You are viewing a plain text version of this content. The canonical link for it is here.
Posted to user@hive.apache.org by Charles Robertson <ch...@gmail.com> on 2014/09/17 10:33:46 UTC
Remove non-ascii characters
Hi all,
What is the best way to remove non-ascii characters in Hive? I found this
thread from over a year ago:
http://mail-archives.apache.org/mod_mbox/hive-user/201303.mbox/%3CCAKm=R7VE+VrQCCOhK69aPEEqNB=9zO8UAJ01ys8AuCAVvd9vag@mail.gmail.com%3E
which sort of implies there isn't a pre-defined way of doing it, and the
JIRA raised hasn't been implemented yet.
Does anyone have any suggestions?
Thanks,
Charles
Re: Remove non-ascii characters
Posted by Charles Robertson <ch...@gmail.com>.

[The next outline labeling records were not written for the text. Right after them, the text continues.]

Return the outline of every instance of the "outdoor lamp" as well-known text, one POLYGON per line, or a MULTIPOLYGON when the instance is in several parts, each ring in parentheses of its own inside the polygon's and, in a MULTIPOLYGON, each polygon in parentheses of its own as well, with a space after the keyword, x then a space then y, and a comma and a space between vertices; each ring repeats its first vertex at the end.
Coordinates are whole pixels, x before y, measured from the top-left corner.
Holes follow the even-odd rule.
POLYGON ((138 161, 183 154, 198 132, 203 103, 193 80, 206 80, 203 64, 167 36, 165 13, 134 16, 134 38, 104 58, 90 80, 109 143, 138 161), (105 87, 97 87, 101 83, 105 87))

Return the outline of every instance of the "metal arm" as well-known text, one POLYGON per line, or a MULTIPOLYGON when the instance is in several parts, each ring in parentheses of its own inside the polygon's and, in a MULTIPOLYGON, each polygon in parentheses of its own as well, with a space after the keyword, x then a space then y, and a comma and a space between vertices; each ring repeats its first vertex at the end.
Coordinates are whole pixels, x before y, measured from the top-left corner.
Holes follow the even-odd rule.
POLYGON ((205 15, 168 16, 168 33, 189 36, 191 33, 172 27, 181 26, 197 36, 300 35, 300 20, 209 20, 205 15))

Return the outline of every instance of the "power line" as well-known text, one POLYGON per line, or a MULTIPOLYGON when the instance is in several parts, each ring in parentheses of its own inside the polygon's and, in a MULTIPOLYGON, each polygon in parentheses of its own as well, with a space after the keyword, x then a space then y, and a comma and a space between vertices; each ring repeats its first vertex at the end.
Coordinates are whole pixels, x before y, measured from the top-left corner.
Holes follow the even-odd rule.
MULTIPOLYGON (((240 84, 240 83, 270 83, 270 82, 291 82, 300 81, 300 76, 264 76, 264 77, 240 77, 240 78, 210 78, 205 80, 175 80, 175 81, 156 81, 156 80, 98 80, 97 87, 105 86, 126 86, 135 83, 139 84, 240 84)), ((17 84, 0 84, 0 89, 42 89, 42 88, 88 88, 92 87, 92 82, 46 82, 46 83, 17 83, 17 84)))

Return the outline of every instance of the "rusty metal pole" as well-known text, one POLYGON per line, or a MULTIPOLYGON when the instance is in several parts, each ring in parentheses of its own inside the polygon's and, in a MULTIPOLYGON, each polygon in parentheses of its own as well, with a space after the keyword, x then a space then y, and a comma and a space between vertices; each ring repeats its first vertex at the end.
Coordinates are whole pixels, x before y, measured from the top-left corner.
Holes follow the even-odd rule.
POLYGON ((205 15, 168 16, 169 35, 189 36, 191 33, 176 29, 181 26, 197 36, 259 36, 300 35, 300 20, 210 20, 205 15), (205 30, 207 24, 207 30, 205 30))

Have answered my own question - dropped the serde properties from the
tweets_raw table and used the get_json_object function in the select
statement.
Regards,
Charles
On 17 September 2014 21:12, Charles Robertson <ch...@gmail.com>
wrote:
> I've written a script in python to strip out the ascii characters, and am
> using the streaming mapreduce functionality to scrub the text of non-ascii
> characters.
>
> However, this has now broken my hive queries because whereas I previously
> had one JSON object per line, I now have a JSON object, a tab and blank, so
> using LOAD DATA is no longer working. I've tried loading the data into a
> two-column table and then doing an INSERT SELECT on the field containing
> the JSON, but it doesn't like this because I'm selecting one column and the
> receiving table has five - this is the table definition:
>
> CREATE EXTERNAL TABLE tweets_raw (
> id BIGINT,
> created_at STRING,
> text STRING,
> screen_name STRING,
> name STRING
> )
> ROW FORMAT SERDE 'com.amazon.elasticmapreduce.JsonSerde'
> WITH SERDEPROPERTIES (
> 'paths'='id, created_at, text, user.screen_name, user.name'
> );
>
> Can anyone suggest how to get around this?
>
> Thanks,
> Charles
>
> On 17 September 2014 09:33, Charles Robertson <charles.robertson@gmail.com
> > wrote:
>
>> Hi all,
>>
>> What is the best way to remove non-ascii characters in Hive? I found this
>> thread from over a year ago:
>> http://mail-archives.apache.org/mod_mbox/hive-user/201303.mbox/%3CCAKm=R7VE+VrQCCOhK69aPEEqNB=9zO8UAJ01ys8AuCAVvd9vag@mail.gmail.com%3E
>> which sort of implies there isn't a pre-defined way of doing it, and the
>> JIRA raised hasn't been implemented yet.
>>
>> Does anyone have any suggestions?
>>
>> Thanks,
>> Charles
>>
>
>
Re: Remove non-ascii characters
Posted by Charles Robertson <ch...@gmail.com>.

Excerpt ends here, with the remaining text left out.